Payday lending is simply a genial term for loansharking. Lenders make short-term loans to cash-strapped individuals at exorbitant interest rates that can top 800 percent. The high-cost loans leave borrowers, often already living on the edge, deeper in debt or even bankrupt.

Lenders have long argued that payday loans provide quick financial relief and fill a void left by banks that have pulled out of rural and inner-city markets. Lenders claim steep interest rates are necessary because many borrowers have bad credit and are a high risk.

But just as it was with the predatory mortgage loans that helped fuel the housing boom and bust, payday lending is an insidious business that preys largely on poor and working-class consumers, leaving many worse off.

That's why it was good to see federal prosecutors bring racketeering and conspiracy charges against one of the biggest payday lenders in this region, Charles Hallinan, owner of MyNextPaycheck and more than two dozen other loan companies.

Hallinan and codefendant Wheeler K. Neff, his longtime legal counsel, are credited with developing dubious strategies that helped turn payday lending into a multibillion-dollar industry, including by partnering with sovereign American Indian tribes to evade state-imposed interest-rate caps.

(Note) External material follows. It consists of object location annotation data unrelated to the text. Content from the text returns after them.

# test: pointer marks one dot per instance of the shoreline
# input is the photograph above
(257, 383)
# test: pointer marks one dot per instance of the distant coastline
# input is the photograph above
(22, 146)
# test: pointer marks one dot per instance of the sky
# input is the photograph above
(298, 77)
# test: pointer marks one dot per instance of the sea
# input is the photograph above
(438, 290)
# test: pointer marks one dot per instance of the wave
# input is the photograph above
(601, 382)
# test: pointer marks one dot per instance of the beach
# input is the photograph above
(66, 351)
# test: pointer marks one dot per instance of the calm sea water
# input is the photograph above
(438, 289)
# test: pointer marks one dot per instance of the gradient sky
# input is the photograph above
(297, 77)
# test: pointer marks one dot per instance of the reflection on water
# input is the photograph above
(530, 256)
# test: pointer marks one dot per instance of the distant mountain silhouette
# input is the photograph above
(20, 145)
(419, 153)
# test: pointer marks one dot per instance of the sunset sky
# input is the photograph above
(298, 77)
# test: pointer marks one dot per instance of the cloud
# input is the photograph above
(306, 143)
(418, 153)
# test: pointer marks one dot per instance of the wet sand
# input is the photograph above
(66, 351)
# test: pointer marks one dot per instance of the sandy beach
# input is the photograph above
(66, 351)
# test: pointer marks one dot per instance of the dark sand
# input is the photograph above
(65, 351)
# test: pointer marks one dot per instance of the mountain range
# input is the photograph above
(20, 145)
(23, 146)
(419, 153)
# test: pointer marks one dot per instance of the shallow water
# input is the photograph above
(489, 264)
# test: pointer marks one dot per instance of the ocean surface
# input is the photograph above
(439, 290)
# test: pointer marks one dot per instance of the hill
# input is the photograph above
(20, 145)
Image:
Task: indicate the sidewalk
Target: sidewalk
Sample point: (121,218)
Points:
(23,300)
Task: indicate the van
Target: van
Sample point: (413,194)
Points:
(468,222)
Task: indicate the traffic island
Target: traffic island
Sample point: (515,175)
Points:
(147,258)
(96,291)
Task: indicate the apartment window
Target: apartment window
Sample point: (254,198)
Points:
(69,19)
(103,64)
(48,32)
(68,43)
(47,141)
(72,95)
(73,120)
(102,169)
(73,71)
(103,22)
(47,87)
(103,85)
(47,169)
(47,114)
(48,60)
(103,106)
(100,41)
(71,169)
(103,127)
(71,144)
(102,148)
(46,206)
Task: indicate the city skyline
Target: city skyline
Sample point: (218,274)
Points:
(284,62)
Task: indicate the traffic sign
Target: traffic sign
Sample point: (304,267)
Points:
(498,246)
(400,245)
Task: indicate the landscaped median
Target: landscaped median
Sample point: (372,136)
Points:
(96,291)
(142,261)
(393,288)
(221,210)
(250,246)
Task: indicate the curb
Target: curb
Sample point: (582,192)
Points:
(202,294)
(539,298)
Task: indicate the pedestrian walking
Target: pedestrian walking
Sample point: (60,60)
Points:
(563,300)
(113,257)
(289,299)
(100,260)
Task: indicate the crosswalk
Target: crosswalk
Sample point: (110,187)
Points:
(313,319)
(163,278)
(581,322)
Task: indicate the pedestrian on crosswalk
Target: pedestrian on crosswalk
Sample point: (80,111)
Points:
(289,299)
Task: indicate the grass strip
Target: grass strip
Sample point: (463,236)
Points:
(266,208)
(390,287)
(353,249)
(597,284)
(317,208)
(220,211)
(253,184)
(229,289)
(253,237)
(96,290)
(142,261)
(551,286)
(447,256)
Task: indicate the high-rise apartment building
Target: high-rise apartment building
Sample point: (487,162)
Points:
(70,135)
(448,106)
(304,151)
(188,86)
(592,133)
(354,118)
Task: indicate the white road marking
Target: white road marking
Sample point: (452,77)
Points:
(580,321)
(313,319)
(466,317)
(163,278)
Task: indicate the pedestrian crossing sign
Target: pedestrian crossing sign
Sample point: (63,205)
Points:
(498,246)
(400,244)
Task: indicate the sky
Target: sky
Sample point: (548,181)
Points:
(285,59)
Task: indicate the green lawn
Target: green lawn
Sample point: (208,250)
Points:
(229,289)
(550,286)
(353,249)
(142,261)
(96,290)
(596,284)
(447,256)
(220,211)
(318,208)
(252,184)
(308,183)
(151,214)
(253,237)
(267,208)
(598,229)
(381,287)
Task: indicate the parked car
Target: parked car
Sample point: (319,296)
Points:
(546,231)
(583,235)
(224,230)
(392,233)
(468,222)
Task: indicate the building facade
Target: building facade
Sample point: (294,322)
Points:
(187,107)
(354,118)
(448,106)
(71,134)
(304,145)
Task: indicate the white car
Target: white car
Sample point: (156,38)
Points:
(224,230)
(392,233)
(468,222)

Regardless of the outcome of Hallinan and Neff's trial, the broader crackdown on payday lending has been feeble and comes late to an industry that has morphed into a financial giant.

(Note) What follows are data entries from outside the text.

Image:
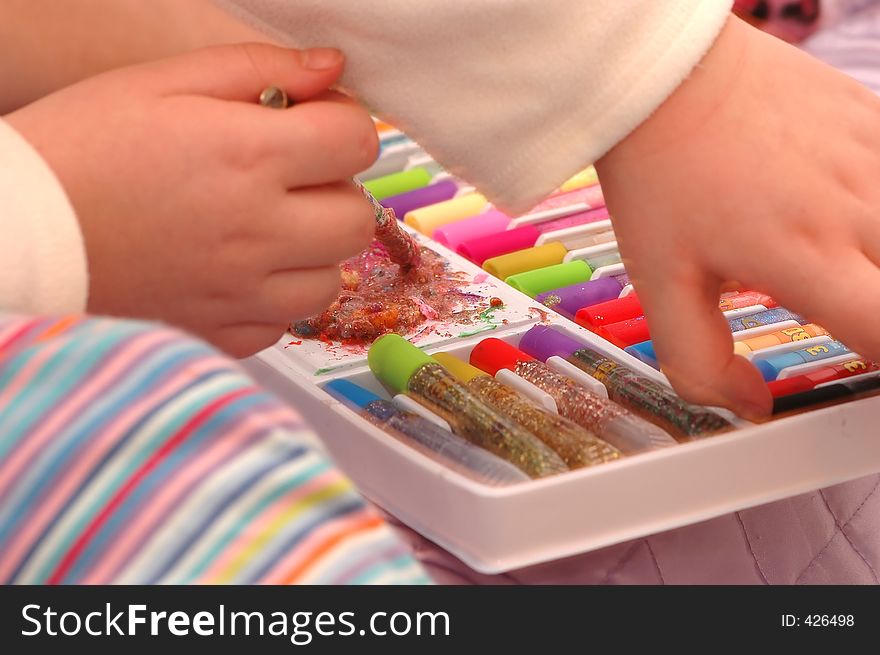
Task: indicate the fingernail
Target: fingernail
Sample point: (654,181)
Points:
(318,59)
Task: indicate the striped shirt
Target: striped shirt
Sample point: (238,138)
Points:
(132,454)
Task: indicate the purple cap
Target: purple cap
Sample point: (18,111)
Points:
(433,193)
(454,234)
(543,342)
(568,300)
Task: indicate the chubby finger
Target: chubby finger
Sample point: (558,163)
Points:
(241,71)
(319,142)
(321,226)
(295,294)
(695,346)
(840,301)
(241,340)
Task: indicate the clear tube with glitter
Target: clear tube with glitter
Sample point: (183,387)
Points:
(636,392)
(422,434)
(406,369)
(577,446)
(611,422)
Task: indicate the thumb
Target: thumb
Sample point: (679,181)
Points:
(241,71)
(695,346)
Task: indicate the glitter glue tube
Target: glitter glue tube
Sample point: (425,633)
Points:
(404,203)
(842,390)
(746,299)
(568,300)
(415,429)
(641,395)
(576,446)
(491,223)
(405,369)
(625,333)
(788,335)
(481,249)
(544,279)
(644,352)
(611,311)
(769,317)
(771,364)
(525,260)
(809,380)
(427,219)
(611,422)
(390,185)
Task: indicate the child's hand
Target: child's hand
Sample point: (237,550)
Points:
(200,207)
(763,168)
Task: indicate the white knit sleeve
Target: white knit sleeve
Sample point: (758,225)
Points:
(42,256)
(512,95)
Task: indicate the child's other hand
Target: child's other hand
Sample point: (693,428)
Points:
(763,168)
(198,206)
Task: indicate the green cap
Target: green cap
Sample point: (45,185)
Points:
(394,360)
(391,185)
(542,280)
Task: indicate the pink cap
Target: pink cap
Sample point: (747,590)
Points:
(500,243)
(481,225)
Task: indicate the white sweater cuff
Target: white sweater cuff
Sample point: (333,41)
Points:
(515,95)
(43,266)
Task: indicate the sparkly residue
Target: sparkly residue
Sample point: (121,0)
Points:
(379,297)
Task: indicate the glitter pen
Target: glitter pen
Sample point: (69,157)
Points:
(638,393)
(405,369)
(577,446)
(611,422)
(402,247)
(414,430)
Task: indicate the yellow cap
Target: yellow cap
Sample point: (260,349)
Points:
(740,348)
(427,219)
(587,177)
(458,367)
(529,259)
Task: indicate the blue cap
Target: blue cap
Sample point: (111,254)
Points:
(644,351)
(351,392)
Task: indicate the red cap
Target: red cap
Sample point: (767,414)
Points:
(788,386)
(626,333)
(610,311)
(491,355)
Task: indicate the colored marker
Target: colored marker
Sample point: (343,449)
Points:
(498,244)
(568,300)
(405,369)
(811,379)
(576,446)
(404,203)
(533,283)
(746,299)
(638,393)
(412,429)
(390,185)
(772,364)
(525,260)
(625,333)
(611,422)
(769,317)
(788,335)
(427,219)
(611,311)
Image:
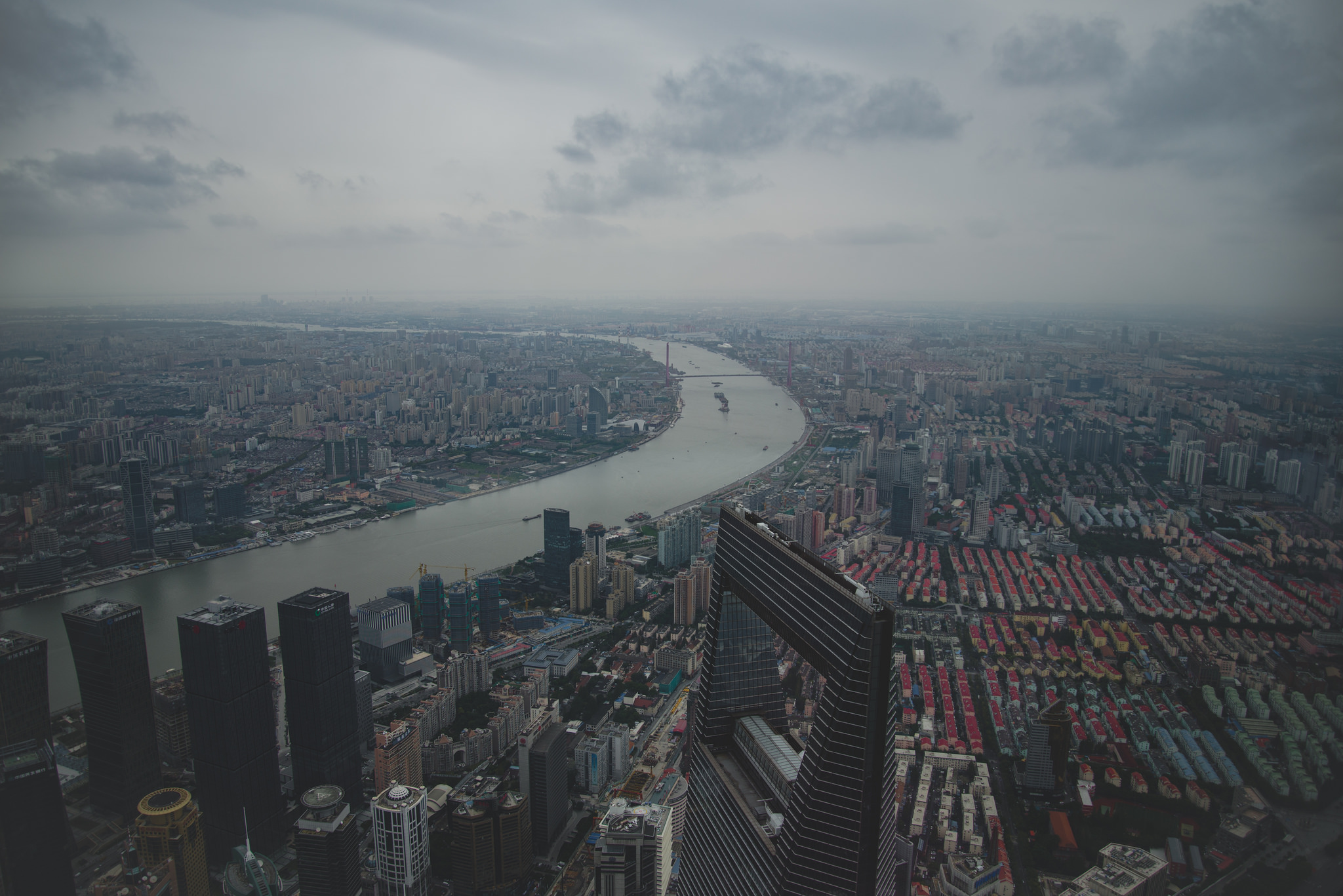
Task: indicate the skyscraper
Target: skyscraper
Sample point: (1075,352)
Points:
(460,617)
(556,547)
(226,671)
(544,777)
(830,836)
(37,848)
(108,646)
(137,501)
(489,590)
(384,638)
(24,705)
(431,606)
(327,841)
(190,501)
(401,840)
(320,691)
(492,843)
(583,577)
(169,827)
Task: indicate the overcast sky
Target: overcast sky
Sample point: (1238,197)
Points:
(1091,152)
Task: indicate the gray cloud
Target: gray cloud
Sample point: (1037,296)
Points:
(1056,50)
(112,188)
(233,221)
(736,105)
(155,124)
(891,234)
(43,56)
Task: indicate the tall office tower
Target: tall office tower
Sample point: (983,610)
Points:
(231,501)
(169,827)
(1289,478)
(460,617)
(320,691)
(622,587)
(172,726)
(226,669)
(333,458)
(37,848)
(888,472)
(24,703)
(406,595)
(327,843)
(903,505)
(702,574)
(556,547)
(190,501)
(137,501)
(108,645)
(849,472)
(356,456)
(365,709)
(401,838)
(978,516)
(830,838)
(1047,752)
(397,755)
(1239,469)
(634,851)
(594,543)
(492,844)
(384,638)
(583,575)
(431,605)
(489,591)
(1176,465)
(1194,468)
(683,601)
(544,778)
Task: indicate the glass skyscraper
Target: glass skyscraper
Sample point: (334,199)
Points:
(825,834)
(226,672)
(108,645)
(320,691)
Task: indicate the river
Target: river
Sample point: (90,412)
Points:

There are now more payday loan stores in the United States than McDonald's restaurants. Payday lenders annually make around $46 billion in loans and pocket $7 billion in fees. An estimated 12 million borrowers who lack access to credit elsewhere turn to payday lenders.

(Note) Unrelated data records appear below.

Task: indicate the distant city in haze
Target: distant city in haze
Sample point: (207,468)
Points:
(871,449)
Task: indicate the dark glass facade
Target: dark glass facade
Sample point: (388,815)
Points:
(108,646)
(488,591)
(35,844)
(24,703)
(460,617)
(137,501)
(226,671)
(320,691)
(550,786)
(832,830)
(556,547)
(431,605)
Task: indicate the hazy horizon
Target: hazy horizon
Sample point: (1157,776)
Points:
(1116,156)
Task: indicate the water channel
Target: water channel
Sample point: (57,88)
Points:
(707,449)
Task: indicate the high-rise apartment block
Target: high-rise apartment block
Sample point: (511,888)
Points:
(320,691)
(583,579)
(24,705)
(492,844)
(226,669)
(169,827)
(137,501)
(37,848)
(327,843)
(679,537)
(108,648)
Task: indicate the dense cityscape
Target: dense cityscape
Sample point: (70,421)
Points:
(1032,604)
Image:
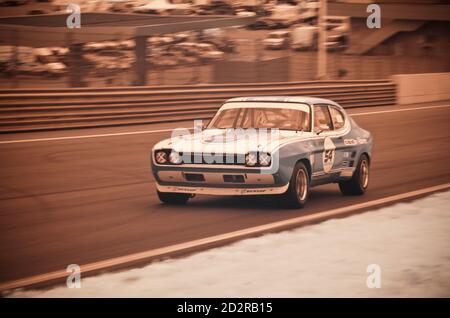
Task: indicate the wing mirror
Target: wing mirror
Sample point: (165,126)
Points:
(321,128)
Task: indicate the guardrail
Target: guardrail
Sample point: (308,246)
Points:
(34,110)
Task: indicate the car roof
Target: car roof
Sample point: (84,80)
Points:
(285,99)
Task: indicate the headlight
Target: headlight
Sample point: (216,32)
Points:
(161,157)
(251,159)
(264,159)
(175,158)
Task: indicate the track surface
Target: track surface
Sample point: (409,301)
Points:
(82,200)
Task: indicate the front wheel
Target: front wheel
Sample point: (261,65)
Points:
(298,191)
(173,198)
(358,184)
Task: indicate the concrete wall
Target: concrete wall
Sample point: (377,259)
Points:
(419,88)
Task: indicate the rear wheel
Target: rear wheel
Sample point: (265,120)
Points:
(358,184)
(173,198)
(298,191)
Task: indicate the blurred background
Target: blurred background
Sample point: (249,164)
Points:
(268,41)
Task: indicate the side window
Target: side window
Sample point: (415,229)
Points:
(337,117)
(322,120)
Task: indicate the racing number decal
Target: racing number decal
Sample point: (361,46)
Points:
(329,154)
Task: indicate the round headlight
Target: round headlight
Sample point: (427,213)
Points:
(251,159)
(264,159)
(161,157)
(175,157)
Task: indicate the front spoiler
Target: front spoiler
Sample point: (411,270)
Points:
(222,191)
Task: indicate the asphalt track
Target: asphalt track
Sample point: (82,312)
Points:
(84,196)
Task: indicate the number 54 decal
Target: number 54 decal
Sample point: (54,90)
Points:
(328,154)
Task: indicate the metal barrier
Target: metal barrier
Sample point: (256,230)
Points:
(34,110)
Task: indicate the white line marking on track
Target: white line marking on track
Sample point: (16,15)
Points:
(398,110)
(166,130)
(297,221)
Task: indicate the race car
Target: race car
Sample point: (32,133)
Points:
(277,146)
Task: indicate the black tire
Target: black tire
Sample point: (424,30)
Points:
(358,184)
(173,198)
(297,194)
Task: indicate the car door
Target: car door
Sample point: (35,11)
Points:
(324,152)
(338,135)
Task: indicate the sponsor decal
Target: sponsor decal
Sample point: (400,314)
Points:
(362,140)
(350,142)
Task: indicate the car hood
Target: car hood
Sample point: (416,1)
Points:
(218,141)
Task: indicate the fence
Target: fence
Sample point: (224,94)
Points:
(34,110)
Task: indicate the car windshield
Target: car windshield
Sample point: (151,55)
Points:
(262,117)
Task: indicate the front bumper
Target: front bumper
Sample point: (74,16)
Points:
(218,181)
(221,191)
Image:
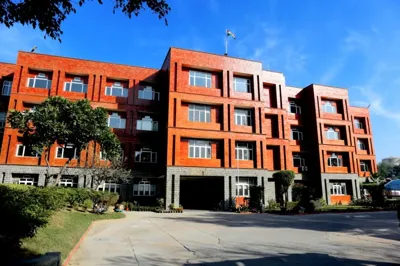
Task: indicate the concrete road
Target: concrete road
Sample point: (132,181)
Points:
(218,238)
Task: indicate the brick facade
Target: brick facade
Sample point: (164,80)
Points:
(276,114)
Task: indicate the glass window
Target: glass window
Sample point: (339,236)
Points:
(26,181)
(242,117)
(148,93)
(66,152)
(294,108)
(25,151)
(200,149)
(338,189)
(335,161)
(244,151)
(145,155)
(361,145)
(6,90)
(200,79)
(76,85)
(115,121)
(332,134)
(147,124)
(117,90)
(144,188)
(3,116)
(297,134)
(358,124)
(40,81)
(298,161)
(199,113)
(364,167)
(241,84)
(328,107)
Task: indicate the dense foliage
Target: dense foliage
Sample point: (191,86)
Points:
(25,209)
(58,121)
(48,15)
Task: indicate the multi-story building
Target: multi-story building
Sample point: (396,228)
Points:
(199,131)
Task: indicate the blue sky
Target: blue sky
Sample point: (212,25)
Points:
(351,44)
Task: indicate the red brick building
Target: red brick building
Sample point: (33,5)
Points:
(201,130)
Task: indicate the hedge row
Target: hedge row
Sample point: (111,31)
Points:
(25,209)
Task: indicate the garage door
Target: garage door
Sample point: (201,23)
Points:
(201,193)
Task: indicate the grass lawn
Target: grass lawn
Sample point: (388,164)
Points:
(63,232)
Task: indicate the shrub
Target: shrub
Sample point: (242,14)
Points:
(257,194)
(87,204)
(272,205)
(24,212)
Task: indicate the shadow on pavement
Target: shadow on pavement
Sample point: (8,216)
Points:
(382,225)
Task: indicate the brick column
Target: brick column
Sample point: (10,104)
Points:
(168,190)
(41,180)
(177,182)
(8,178)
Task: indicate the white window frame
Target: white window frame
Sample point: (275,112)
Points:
(76,80)
(110,187)
(244,151)
(63,150)
(242,81)
(297,108)
(338,189)
(23,151)
(328,107)
(199,113)
(26,180)
(243,117)
(40,76)
(199,149)
(141,124)
(122,121)
(361,145)
(364,167)
(301,159)
(3,119)
(67,182)
(6,90)
(194,75)
(358,124)
(334,157)
(298,133)
(144,189)
(331,134)
(110,90)
(138,155)
(144,94)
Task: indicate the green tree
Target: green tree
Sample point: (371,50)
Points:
(48,15)
(284,179)
(385,170)
(58,121)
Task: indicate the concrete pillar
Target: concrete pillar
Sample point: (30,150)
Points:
(81,181)
(41,180)
(168,190)
(88,181)
(227,193)
(233,191)
(290,194)
(8,178)
(177,183)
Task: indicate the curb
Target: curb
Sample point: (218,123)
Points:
(76,247)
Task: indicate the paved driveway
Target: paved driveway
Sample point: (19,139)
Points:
(217,238)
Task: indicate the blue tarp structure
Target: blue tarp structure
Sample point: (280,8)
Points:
(393,185)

Lenders have been known to evade what little regulations exist and take advantage of desperate and unsophisticated borrowers. That's why it was also good to see the Consumer Financial Protection Bureau impose tough new restrictions on payday lending.

The new regulations have been under development for five years. (What took so long?) They limit how much and how often customers can borrow, which is a good start. But the regulations face fierce opposition from the payday lending industry, a lobbying force that is part of the real Washington swamp.

Credit CFPB director Richard Cordray, a holdover from the Obama administration, with pushing the regulations forward even as the Trump administration is on a kamikaze mission to undo a broad array of regulations designed to protect consumers and the environment.

Cordray's term expires next year and the payday lending regulations already face legal attack and congressional review. It is both ironic and sad that many of President Trump's most fervent working-class supporters are the same ones hurt by unchecked payday lenders. More prosecutions and regulation are needed to stop payday lending abuses.